Tres prórrogas de estudios llevaba Daniel Feito cuando se decidió a dejar Derecho. Era 1997 «y no iba a estar tres años más perdiendo el tiempo solo por librar la mili». En el 98, con 22 años y tanta cara de novato que «a quienes se habían incorporado dos días antes los consideraba veteranos», comenzó su servicio en Cabo Noval. «Ni me hicieron novatadas ni las hice yo después», cuenta. Pero sí entró a «un mundo completamente nuevo», de la vida civil a la castrense. Una experiencia «que no me generó ningún trauma y que, visto con perspectiva, volvería a repetir». Tras el periodo de instrucción -adaptación forzosa a la disciplina militar- y como había estudiado violín en el conservatorio, «entré en la banda como tamborero». Como casi todos los asturianos, cada noche volvía a su casa. Quizá uno de los recuerdos que con más cariño guarda es cuando acompañó a la banda profesional de La Coruña en el recibimiento al entonces Príncipe Felipe a Oviedo, con motivo de los Premios que llevaban su nombre. Tanto le gustó el estilo de vida que, a continuación y durante dos años, fue soldado profesional, hasta que decidió estudiar unas oposiciones y que su vida corriera por otros derroteros. «Eso ya era otra historia, más seria».
Quien pasó de la mili al Ejército y ahí sigue, en Cabo Noval, es el entonces quinto y hoy cabo primero Javier Fernández Benito.
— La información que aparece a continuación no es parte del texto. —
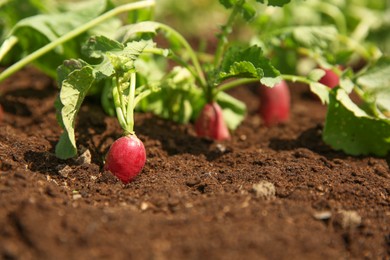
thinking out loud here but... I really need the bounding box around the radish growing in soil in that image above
[259,80,290,126]
[195,102,230,140]
[104,135,146,184]
[54,37,158,184]
[318,67,340,89]
[103,72,147,183]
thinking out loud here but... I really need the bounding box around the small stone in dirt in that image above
[313,211,332,220]
[72,194,82,200]
[72,191,82,200]
[216,143,227,153]
[140,202,149,211]
[252,181,276,200]
[335,210,362,230]
[239,135,247,141]
[75,147,92,165]
[58,165,72,178]
[186,177,201,187]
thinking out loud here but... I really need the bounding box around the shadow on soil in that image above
[269,125,349,160]
[138,116,225,161]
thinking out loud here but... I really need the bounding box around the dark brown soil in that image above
[0,67,389,260]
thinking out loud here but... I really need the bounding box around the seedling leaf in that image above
[323,88,390,156]
[219,45,280,84]
[256,0,291,7]
[55,66,95,159]
[216,91,246,130]
[356,56,390,112]
[3,0,116,78]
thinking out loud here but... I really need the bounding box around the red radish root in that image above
[319,67,340,89]
[259,80,290,127]
[195,102,230,141]
[104,135,146,184]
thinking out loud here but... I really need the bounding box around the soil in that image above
[0,67,389,260]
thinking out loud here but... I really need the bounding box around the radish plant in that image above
[128,0,292,140]
[54,37,160,183]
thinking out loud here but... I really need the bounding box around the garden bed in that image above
[0,67,389,259]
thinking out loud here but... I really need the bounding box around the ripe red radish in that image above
[318,67,340,89]
[104,134,146,184]
[195,102,230,140]
[259,80,290,127]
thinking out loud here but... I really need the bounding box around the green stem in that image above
[281,74,313,85]
[0,36,18,62]
[216,78,259,94]
[337,34,372,61]
[112,82,128,131]
[118,77,127,118]
[0,0,156,83]
[214,0,244,68]
[309,1,347,35]
[134,89,152,107]
[217,74,319,95]
[125,72,136,135]
[150,22,207,88]
[143,47,201,84]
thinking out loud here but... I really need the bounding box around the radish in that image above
[318,67,340,89]
[259,80,290,127]
[104,135,146,184]
[195,102,230,140]
[103,72,148,184]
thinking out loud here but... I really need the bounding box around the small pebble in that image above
[216,144,226,153]
[336,210,362,230]
[252,181,276,200]
[75,148,92,165]
[313,211,332,220]
[58,165,72,178]
[72,194,82,200]
[140,202,149,211]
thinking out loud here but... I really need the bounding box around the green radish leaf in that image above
[310,82,330,104]
[356,56,390,112]
[137,65,247,130]
[1,0,117,77]
[82,35,124,60]
[216,91,246,130]
[137,67,200,124]
[217,0,256,21]
[83,36,153,77]
[241,3,256,21]
[219,0,237,9]
[219,45,280,85]
[55,66,95,159]
[323,88,390,156]
[57,59,88,86]
[115,21,160,43]
[260,76,282,87]
[256,0,291,7]
[308,69,326,82]
[220,0,291,8]
[291,26,338,49]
Hoy en la cuarentena, a los 18 años «era un chaval que había dejado de estudiar y no paraba». Aterrizó en Noreña y, nada más llegar, le preguntaron el DNI: «Me apoyé en la mesa para decirlo, así que no llevaba 15 minutos allí y ya me llamaron al orden». Lo que se encontró a continuación fue una escena de película: «Los pasillos llenos de gente, colas que acababan en una banqueta donde el peluquero te rapaba al cero y más colas para ponerte un brochazo de betadine en cada brazo y, a continuación, pinchazo tras pinchazo».
Antes que ellos, y tras el paso por el Centro de Instrucción de Reclutas (CIR) de El Ferral, había pasado Pedro Díaz. Otro entre quienes descubrieron su vocación. «Me gustaba el Ejército, pero mi idea no era quedarme», confiesa el hoy cabo mayor. La suya fue otra mili, unos años antes y sin tantas facilidades: «Me presenté voluntario porque, aunque hacías cuatro meses más de servicio, podías elegir destino». Sus recuerdos también son buenos, «sobre todo, de los compañeros, porque en mi época conocías a gente de todas las provincias».
Pero por muchas maravillas vividas y recordadas, tienen algo claro. El Ejército «está mucho mejor profesionalizado».